Prove that the projection operator $\mathbb P_+\equiv|+z\rangle\!\langle +z|$ is Hermitian

Any projection operator can be written in the form $$ P = \sum_{j = 1}^r |\psi_j \rangle \langle \psi_j | $$ Where $\psi_1,\dots,\psi_n$ is an orthonormal basis of our Hilbert space. Given $\psi = c_1\psi_1 + \cdots + c_n \psi_n$, we calculate $$ \langle\psi| P = \langle \psi | \left(\sum_{j = 1}^r |\psi_j \rangle \langle \psi_j | \right) = \sum_{j = 1}^r \langle \psi \mid \psi_j \rangle \langle \psi_j | =\\ \sum_{j = 1}^r \langle \psi_j \mid \psi \rangle^* \langle \psi_j | = \sum_{j = 1}^r c_j^* \langle \psi_j | $$ This is the bra corresponding to the ket $P |\psi \rangle = \sum_{j=1}^r c_j | \psi_j \rangle$. So, $P$ is self-adjoint.
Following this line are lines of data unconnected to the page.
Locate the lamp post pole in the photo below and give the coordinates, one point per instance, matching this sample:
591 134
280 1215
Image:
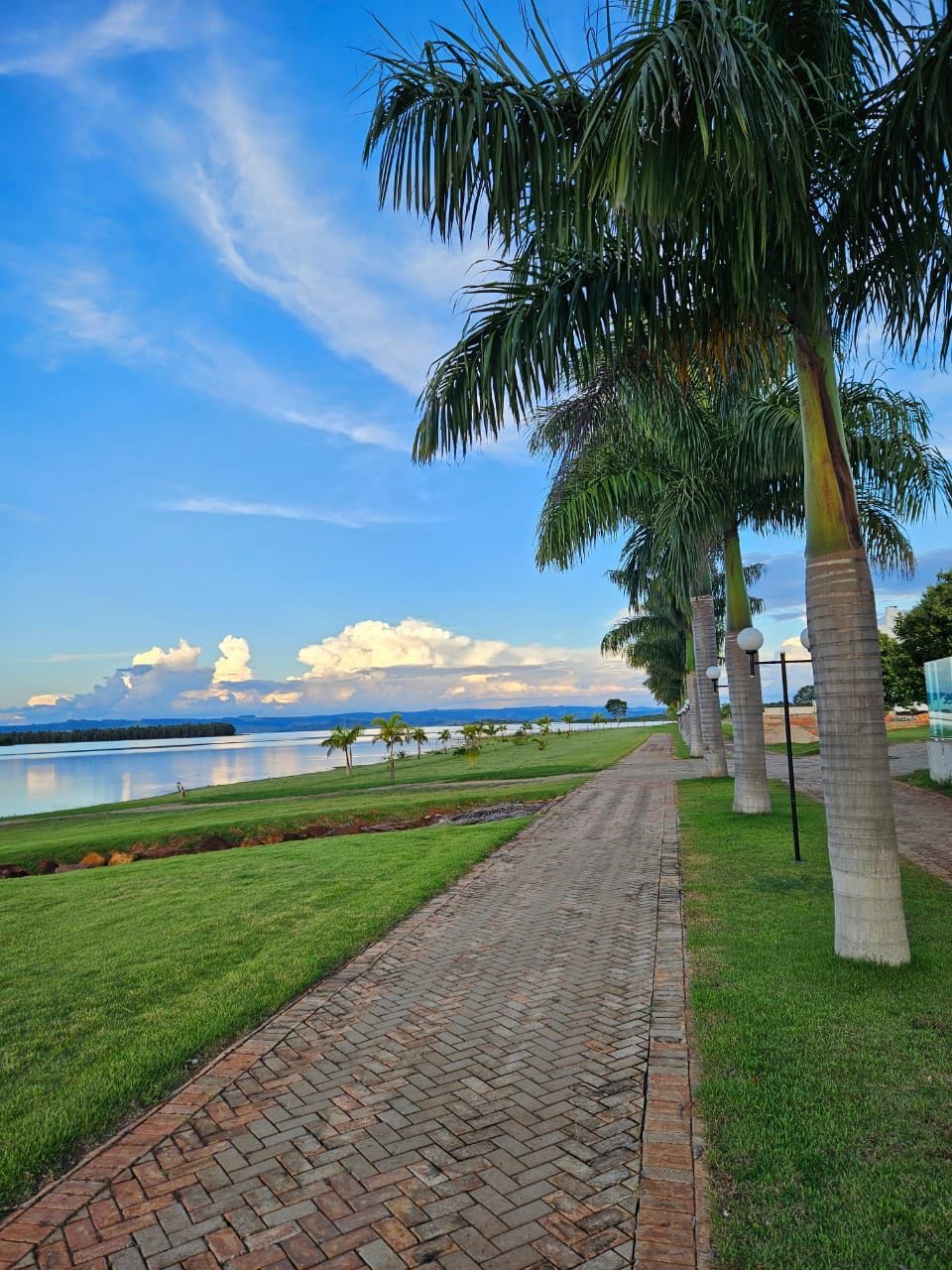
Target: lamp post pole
751 642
I assume from the comments that $P$ is a rank-1 projection, and so it is of the form $$P=|\psi\rangle\langle\psi|$$ for some vector $|\psi\rangle$ in the Hilbert space. Observe that, in a sense, $|\psi\rangle^*=\langle\psi|$ in Dirac notation, whence $$P^* = (\langle\psi|)^*(|\psi\rangle)^*,$$ and since the $*$ is involutive one has $$P^*=|\psi\rangle\langle\psi| = P.$$

The "idempotency" $P^2 = P$ comes from a direct computation $$P^2 = |\psi\rangle\langle\psi|\psi\rangle\langle\psi|=|\psi\rangle\langle\psi|=P$$ since $|\psi\rangle$ is assumed to be a vector of norm one, so that $\Vert\psi\Vert^2 = \langle\psi|\psi\rangle=1$.